The exogenous promoter and the CDS of human FAP was inserted to replace murine exons 7-9 in B-hFAP MC38 cells. Human FAP is highly expressed on the surface of B-hFAP MC38 cells.

Gene targeting strategy for B-hFAP MC38 cells. The exogenous promoter and the CDS of human FAP were inserted to replace murine exons 7-9. The insertion disrupts the endogenous murine Fap gene, resulting in a non-functional transcript.

FAP expression analysis in B-hFAP MC38 cells by flow cytometry. Single cell suspensions from B-hFAP MC38 cultures were stained with species-specific anti-FAP antibody. Human FAP was detected on the surface of B-hFAP MC38 but as the generation increases, the expression decreases.

Subcutaneous homograft tumor growth of B-hFAP MC38 cells. B-hFAP MC38 cells (1x10⁶) and wild-type MC38 cells (1x10⁶) were subcutaneously implanted into C57BL/6 mice (female, 7-week-old, n=5). Tumor volume and body weight were measured twice a week. (A) Average tumor volume. (B) Body weight. Volume was expressed in mm³ using the formula: V=0.5 X long diameter X short diameter². As shown in panel A, B-hFAP MC38 cells were able to establish tumors in vivo and can be used for efficacy studies. Values are expressed as mean ± SEM.

B-hFAP MC38 tumor growth of individual mice. B-hFAP MC38 cells (1x106) and wild-type MC38 cells (1x106) were subcutaneously implanted into C57BL/6 mice (female, 7-week-old, n=5). As shown in panel, B-hFAP MC38 cells were able to establish tumors in vivo and can be used for efficacy studies.

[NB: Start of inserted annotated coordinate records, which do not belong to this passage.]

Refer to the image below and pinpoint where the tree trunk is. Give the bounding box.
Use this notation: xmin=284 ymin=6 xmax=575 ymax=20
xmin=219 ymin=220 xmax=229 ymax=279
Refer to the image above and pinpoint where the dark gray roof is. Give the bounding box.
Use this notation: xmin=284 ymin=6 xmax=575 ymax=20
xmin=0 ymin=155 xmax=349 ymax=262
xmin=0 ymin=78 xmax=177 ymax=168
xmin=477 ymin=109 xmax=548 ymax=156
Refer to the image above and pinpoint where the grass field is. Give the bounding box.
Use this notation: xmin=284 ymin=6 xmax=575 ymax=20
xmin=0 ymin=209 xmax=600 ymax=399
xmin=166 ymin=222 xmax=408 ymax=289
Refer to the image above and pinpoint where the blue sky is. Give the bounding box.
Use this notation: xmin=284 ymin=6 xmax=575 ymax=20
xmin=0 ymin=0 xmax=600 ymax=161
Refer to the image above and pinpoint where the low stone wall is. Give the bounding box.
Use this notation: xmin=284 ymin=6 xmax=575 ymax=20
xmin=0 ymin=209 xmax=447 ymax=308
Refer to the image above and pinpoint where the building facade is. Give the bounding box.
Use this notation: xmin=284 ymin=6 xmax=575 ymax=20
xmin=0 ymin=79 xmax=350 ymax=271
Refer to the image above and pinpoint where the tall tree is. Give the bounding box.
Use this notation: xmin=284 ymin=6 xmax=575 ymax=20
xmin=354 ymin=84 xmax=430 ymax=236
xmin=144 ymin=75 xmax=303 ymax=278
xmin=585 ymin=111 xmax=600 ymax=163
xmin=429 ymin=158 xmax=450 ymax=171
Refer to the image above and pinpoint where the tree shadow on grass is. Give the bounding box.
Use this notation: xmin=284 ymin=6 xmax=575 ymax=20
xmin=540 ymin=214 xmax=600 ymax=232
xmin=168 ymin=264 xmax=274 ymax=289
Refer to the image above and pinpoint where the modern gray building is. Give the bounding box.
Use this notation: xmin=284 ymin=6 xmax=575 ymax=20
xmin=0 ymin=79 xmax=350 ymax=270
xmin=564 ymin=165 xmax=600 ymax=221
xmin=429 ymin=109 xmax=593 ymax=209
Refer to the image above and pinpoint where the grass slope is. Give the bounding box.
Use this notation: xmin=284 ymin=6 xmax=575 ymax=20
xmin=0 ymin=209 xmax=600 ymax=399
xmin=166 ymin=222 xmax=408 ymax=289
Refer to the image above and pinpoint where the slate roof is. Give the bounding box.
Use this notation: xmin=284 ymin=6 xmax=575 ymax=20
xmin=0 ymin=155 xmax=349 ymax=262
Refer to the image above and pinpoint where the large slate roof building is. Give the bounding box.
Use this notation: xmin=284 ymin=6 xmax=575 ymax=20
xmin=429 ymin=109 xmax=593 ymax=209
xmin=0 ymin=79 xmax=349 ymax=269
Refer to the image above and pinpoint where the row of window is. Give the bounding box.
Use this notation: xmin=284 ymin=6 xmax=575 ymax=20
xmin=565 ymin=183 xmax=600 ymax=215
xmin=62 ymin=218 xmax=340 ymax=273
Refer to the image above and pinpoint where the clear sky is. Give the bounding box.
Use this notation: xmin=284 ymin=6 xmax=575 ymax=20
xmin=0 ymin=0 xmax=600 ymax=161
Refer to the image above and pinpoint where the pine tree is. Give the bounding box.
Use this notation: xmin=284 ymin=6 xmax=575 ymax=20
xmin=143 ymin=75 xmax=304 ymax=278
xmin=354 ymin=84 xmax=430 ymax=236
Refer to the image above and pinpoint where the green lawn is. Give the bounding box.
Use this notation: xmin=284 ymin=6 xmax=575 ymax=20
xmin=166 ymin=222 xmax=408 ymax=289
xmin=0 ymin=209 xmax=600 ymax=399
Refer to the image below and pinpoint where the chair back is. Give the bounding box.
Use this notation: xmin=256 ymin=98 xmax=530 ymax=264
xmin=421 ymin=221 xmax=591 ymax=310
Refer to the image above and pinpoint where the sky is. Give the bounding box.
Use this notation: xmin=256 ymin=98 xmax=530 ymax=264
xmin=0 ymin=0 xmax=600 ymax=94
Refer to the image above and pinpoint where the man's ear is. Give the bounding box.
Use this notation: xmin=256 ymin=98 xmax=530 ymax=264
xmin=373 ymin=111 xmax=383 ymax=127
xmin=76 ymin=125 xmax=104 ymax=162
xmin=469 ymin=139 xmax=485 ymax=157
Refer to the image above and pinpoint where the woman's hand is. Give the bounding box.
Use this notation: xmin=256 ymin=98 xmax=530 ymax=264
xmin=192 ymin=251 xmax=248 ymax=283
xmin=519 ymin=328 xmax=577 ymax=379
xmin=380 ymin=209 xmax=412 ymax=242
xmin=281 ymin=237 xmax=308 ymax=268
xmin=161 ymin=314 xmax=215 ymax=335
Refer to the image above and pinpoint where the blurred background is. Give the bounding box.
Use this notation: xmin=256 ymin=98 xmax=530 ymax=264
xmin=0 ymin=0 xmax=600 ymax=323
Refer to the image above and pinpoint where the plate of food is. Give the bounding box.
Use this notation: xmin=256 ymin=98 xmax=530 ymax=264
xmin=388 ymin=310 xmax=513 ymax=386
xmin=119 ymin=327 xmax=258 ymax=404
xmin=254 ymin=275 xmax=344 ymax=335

Subcutaneous homograft homograft tumor growth of B-hFAP MC38 cells. B-hFAP MC38 cells and wild-type MC38 cells were subcutaneously implanted into B-hCD3E mice (female, 9-week-old, n=6). Tumor volume and body weight were measured twice a week. (A) Average tumor volume. (B) Body weight. Volume was expressed in mm³ using the formula: V=0.5 X long diameter X short diameter². As shown in panel A, B-hFAP MC38 cells were able to establish tumors in vivo and can be used for efficacy studies. Values are expressed as mean ± SEM.

B-hFAP MC38 tumor growth of individual mice. B-hFAP MC38 cells and wild-type MC38 cells were subcutaneously implanted into B-hCD3E mice (female, 9-week-old, n=6). As shown in panel, B-hFAP MC38 cells were able to establish tumors in vivo and can be used for efficacy studies.

Subcutaneous homograft tumor growth of B-hFAP MC38 cells. B-hFAP MC38 cells and wild-type MC38 cells were subcutaneously implanted into B-h4-1BB mice (female, 6-week-old, n=6). Tumor volume and body weight were measured twice a week. (A) Average tumor volume. (B) Body weight. Volume was expressed in mm³ using the formula: V=0.5 X long diameter X short diameter². As shown in panel A, B-hFAP MC38 cells were able to establish tumors in vivo and can be used for efficacy studies. Values are expressed as mean ± SEM.

B-hFAP MC38 tumor growth of individual mice. B-hFAP MC38 cells and wild-type MC38 cells were subcutaneously implanted into B-h4-1BB mice (female, 6-week-old, n=6). As shown in panel, B-hFAP MC38 cells were able to establish tumors in vivo and can be used for efficacy studies.